Cultura

A Marsala gli scavi portano alla luce una necropoli punica

Pubblicato su INFORMAZIONE 24 in: CULTURA

AGI – La Sicilia giacimento culturale. Scavare qui è spesso sinonimo di trovare. Questa volta è accaduto a Marsala. Gli scavi per il rifacimento della rete fognaria hanno portato alla luce gli straordinari resti di due camere ipogee inviolate contenenti il corredo funerario e resti di corpi inumati. A questi ritrovamenti si aggiungono circa 50 tombe, collocate a una minore profondità, riferibili con molta probabilità a una necropoli punica.

I ritrovamenti più significativi riguardano due camere ipogee, rinvenute ad una profondità che va dai cinque agli otto metri rispetto al livello della strada. Il primo ipogeo, presumibilmente databile a una prima indagine intorno alla metà del IV secolo a.C., presenta due camere funerarie di forma quadrangolare di circa quattro metri quadri, in cui sono stati rinvenuti i resti di cinque corpi inumati, tre adulti e due bambini, con il relativo corredo funerario costituito da alcuni vasi e piccoli oggetti in metallo databili alla metà del IV secolo a.C. circa.

Si tratta di un ipogeo con accesso a pozzo rettangolare delle dimensioni di 0,66×2,04 metri. Il secondo ipogeo, si presenta come una struttura articolata su più livelli in cui si possono riconoscere diverse fasi architettoniche e di utilizzo, che sembrano coprire un arco temporale di almeno sette secoli. Un primo grande ambiente di forma rettangolare di circa 35 metri quadri sembra essere il risultato dell’ampliamento e dell’unione, effettuati in epoca romana (intorno al II secolo d.C.), di preesistenti sepolture puniche del IV-III secolo a.C.  

Questo secondo ipogeo presenta una serie di sepolture ricavate lungo le pareti: in particolare si sono rinvenute sei tombe a cassettone, otto loculi e otto nicchie quadrangolari. Due delle tombe a cassettone hanno conservato al loro interno resti di inumati, mentre le sei tombe a fossa rettangolare sono state scavate direttamente sul pavimento della camera funeraria.    

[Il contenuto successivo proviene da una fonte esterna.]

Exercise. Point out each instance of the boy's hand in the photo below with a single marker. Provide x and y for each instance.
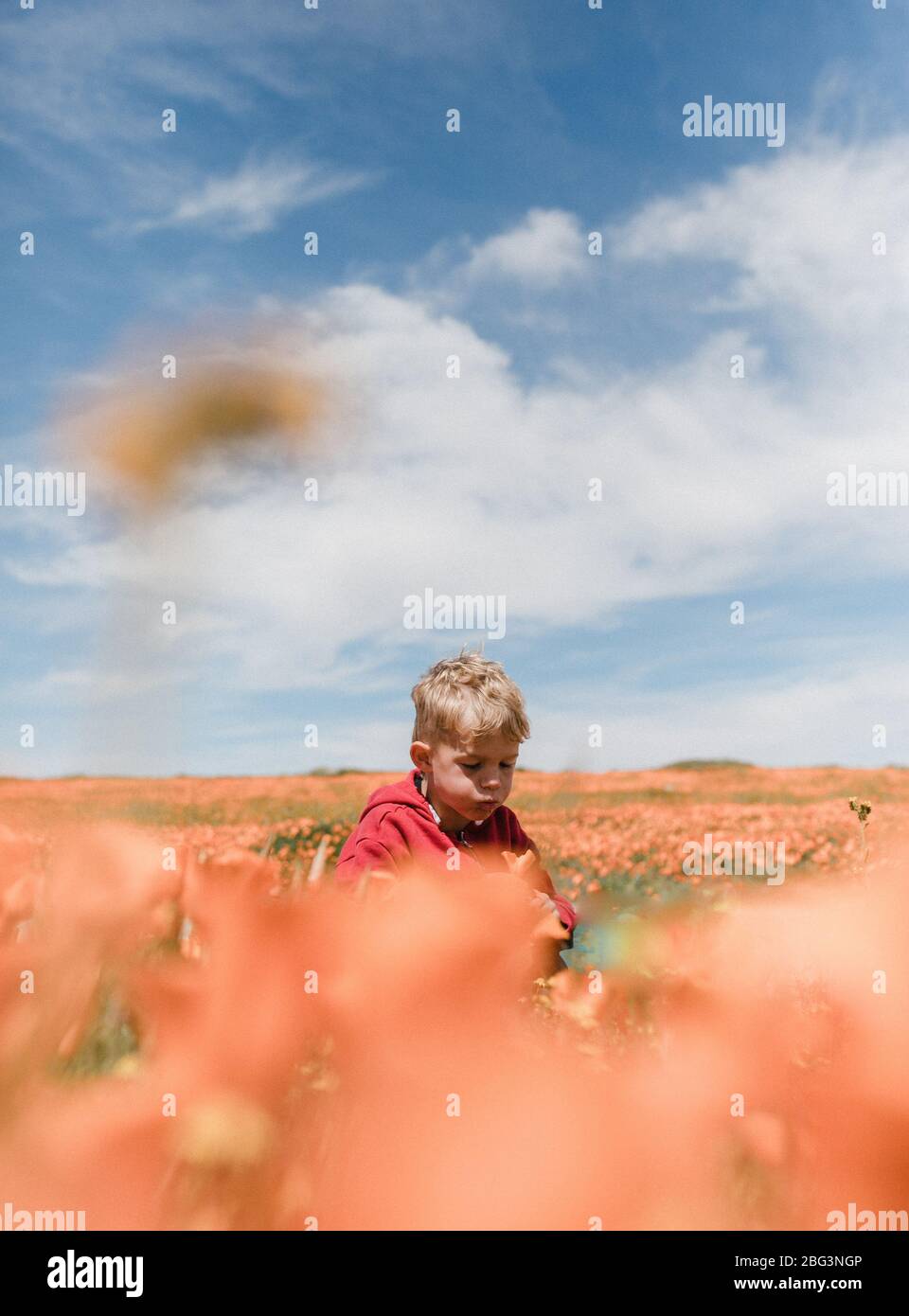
(519, 866)
(544, 901)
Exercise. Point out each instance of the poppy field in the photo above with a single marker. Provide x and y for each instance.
(198, 1031)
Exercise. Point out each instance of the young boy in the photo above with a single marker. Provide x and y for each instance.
(470, 721)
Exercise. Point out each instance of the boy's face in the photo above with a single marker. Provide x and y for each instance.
(466, 783)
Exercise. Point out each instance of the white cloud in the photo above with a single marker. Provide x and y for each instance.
(479, 485)
(254, 198)
(543, 252)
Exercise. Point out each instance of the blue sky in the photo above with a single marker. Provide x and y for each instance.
(573, 367)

Il rinvenimento, al loro interno, di materiale ceramico e di lucerne figurate e con bolli, oltre che di diversi inumati, lascia pensare ad un utilizzo dal II al IV/V secolo d.C. con una prima fase di culto giudaico e una seconda cristiana.

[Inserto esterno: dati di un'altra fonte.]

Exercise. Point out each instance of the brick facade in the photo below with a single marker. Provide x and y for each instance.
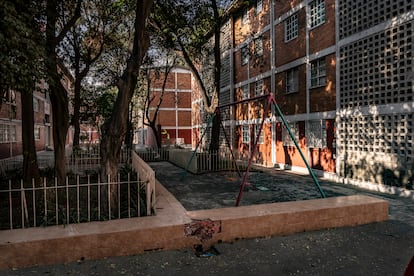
(340, 71)
(174, 115)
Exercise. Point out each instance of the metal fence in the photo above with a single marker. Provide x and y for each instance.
(84, 160)
(79, 200)
(153, 154)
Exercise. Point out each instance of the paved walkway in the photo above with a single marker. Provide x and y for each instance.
(376, 249)
(216, 190)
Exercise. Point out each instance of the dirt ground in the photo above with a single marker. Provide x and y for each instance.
(375, 249)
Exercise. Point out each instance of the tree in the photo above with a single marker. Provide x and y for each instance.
(56, 29)
(193, 29)
(22, 48)
(114, 130)
(84, 45)
(152, 103)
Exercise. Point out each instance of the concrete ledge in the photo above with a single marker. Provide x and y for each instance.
(40, 246)
(292, 217)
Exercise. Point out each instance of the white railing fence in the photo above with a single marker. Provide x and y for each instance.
(81, 199)
(153, 154)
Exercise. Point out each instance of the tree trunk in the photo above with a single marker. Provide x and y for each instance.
(215, 130)
(58, 94)
(30, 165)
(114, 130)
(76, 111)
(60, 102)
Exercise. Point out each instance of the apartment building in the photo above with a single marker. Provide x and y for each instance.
(174, 114)
(11, 123)
(341, 72)
(11, 118)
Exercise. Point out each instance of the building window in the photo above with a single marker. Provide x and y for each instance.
(37, 133)
(316, 134)
(291, 27)
(317, 13)
(245, 54)
(245, 16)
(245, 134)
(35, 104)
(261, 137)
(318, 73)
(258, 47)
(7, 133)
(292, 80)
(245, 92)
(258, 88)
(287, 140)
(259, 6)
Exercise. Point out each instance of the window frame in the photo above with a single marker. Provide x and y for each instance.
(259, 85)
(245, 16)
(245, 54)
(317, 13)
(36, 133)
(36, 104)
(245, 134)
(259, 6)
(258, 51)
(8, 133)
(318, 73)
(292, 80)
(286, 139)
(245, 92)
(316, 134)
(291, 27)
(260, 141)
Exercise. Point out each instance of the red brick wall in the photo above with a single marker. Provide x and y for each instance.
(184, 81)
(261, 64)
(184, 100)
(282, 7)
(323, 159)
(261, 20)
(289, 155)
(323, 36)
(241, 72)
(166, 118)
(324, 98)
(295, 48)
(293, 103)
(184, 118)
(186, 134)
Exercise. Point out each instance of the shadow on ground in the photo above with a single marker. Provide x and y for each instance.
(220, 189)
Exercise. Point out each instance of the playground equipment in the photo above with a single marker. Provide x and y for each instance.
(270, 101)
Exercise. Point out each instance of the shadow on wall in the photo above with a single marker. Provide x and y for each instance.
(401, 176)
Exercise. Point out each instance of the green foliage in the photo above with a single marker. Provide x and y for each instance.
(105, 103)
(21, 45)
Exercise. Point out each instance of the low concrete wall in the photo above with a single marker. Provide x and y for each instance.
(168, 230)
(147, 174)
(181, 158)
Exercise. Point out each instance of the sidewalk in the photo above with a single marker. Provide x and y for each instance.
(383, 248)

Nella parte più superficiale – a una profondità che va da un minimo di 50 centimetri ad un massimo di m 3,40 rispetto al piano stradale – sono state, inoltre, ritrovate circa 50 tombe a pozzo e a fossa rettangolare di dimensioni medie di m 0,45×1,75 disposte con orientamento variabile N-S e E-O, che sembrano riferibili alla necropoli punica del IV-III secolo a.C.   

“Quella di Marsala è una scoperta dall’altissimo valore archeologico – sottolinea l’assessore dei Beni culturali, Aberto Samonà – e ci regala l’occasione per ribadire quanto vasto e meraviglioso sia il patrimonio nascosto nel sottosuolo. Le scoperte di Marsala, sulle quali sono in corso i necessari approfondimenti, ci consegnano tasselli inediti di un territorio che ha ancora moltissimo da aggiungere alla ricostruzione della nostra storia“.

“Questi eccezionali ritrovamenti – dicono la soprintendente di Trapani, Mimma Fontana, e l’archeologa Giuseppina Mammina – ci consegnano una parte inviolata dell’antica necropoli. Le due camere ipogee aggiungono materiale prezioso che sarà oggetto di approfondimenti e analisi e grazie al quale saremo in grado di conoscere meglio il tessuto storico della città di Marsala”.